The company also recorded a Q4 net income attributable to common shareholders increasing to US$8.0 billion, while Adjusted EBITDA increased 3.2% on a constant currency basis
The Q4 diluted EPS increased to US$6.52; while Adjusted EPS decreased to US$0.90 from US$0.91 the prior year.
“There’s no question that our financial performance in 2017 did not reflect our progress or potential,” said Kraft Heinz CEO Bernardo Hees.
“We made significant improvements in many of our businesses, and were able to accelerate some important business investments at the end of the year.
This, together with benefits from the U.S. Tax Cuts and Jobs Act and additional investments in our capabilities, should help further advantage our brands and grow our business in 2018 and beyond.”
“Since the HR-1 Tax Cuts and Jobs Act was signed into law, we have already taken actions and are accelerating key business initiatives,” said Kraft Heinz CFO David Knopf.

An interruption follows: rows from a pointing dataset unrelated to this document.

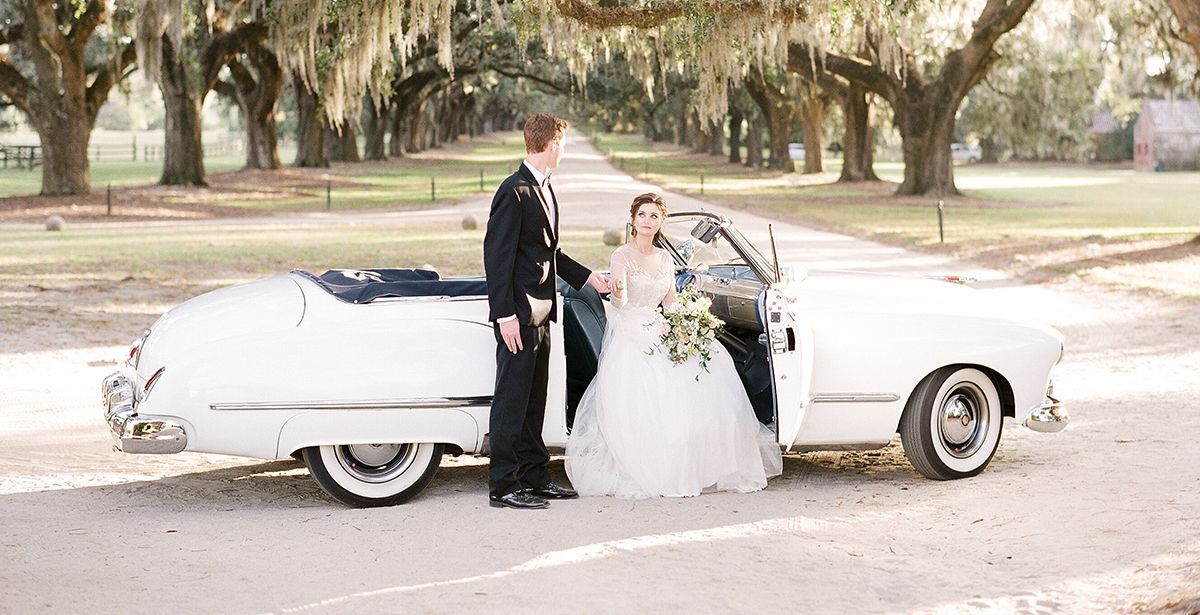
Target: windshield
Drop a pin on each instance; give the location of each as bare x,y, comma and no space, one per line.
729,248
693,251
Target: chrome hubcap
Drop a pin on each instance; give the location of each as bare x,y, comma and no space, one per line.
376,463
963,421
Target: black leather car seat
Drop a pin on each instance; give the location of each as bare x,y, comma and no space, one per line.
583,324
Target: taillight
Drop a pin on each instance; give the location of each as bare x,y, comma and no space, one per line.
136,350
151,382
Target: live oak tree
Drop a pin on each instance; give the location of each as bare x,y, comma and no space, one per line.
183,46
256,84
924,91
1188,13
61,64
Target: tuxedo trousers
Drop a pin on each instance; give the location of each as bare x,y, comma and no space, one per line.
519,454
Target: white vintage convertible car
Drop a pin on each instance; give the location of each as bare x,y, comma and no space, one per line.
371,376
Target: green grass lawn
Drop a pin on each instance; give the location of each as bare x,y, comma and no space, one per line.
449,173
1003,202
201,254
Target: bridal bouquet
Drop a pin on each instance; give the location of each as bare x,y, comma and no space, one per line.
690,329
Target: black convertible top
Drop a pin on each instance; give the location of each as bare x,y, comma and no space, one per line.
367,285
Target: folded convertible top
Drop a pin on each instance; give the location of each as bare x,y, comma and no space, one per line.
367,285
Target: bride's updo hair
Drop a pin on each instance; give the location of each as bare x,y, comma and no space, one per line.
657,199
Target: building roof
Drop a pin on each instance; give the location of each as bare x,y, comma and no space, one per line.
1173,115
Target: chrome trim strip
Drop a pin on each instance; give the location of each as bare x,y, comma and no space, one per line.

“This includes approximately US$300 million in strategic investments to build our capabilities, our people skills and our brands; more than US$800 million in capital expenditures to improve quality, safety and capacity; as well as US$1.3 billion to pre-fund our post-retirement benefit plans.”
Net sales were US$6.9 billion, up 0.3% versus the year-ago period, including a 0.9 percentage point benefit from currency.
Organic Net Sales decreased 0.6% versus the year-ago period, while the pricing increased 1.0 percentage points, driven by price increases in Rest of World markets and the United States.
Volume/mix decreased 1.6 percentage points, primarily due to lower shipments across several categories, particularly nuts, natural cheese and cold cuts in the United States as well as cheese and coffee in Canada.
This was partially offset by on-going growth in macaroni and cheese in the United States as well as strong growth from condiments and sauces in Europe, China and Indonesia.
Net income attributable to common shareholders increased to US$8.0 billion and diluted EPS increased to US$6.52, primarily reflecting benefits from U.S. Tax Reform.
Adjusted EBITDA increased 4.0% versus the year-ago period to US$2.0 billion, including a favorable 0.8 percentage point impact from currency.
Excluding the impact of currency, Adjusted EBITDA increased primarily due to gains from cost savings initiatives, lower overhead costs and favorable pricing, which was partially offset by higher input costs and lower volume/mix.
Adjusted EPS decreased 1.1% to US$0.90, mainly reflecting growth in Adjusted EBITDA that was more than offset by a higher effective tax rate versus the prior year period.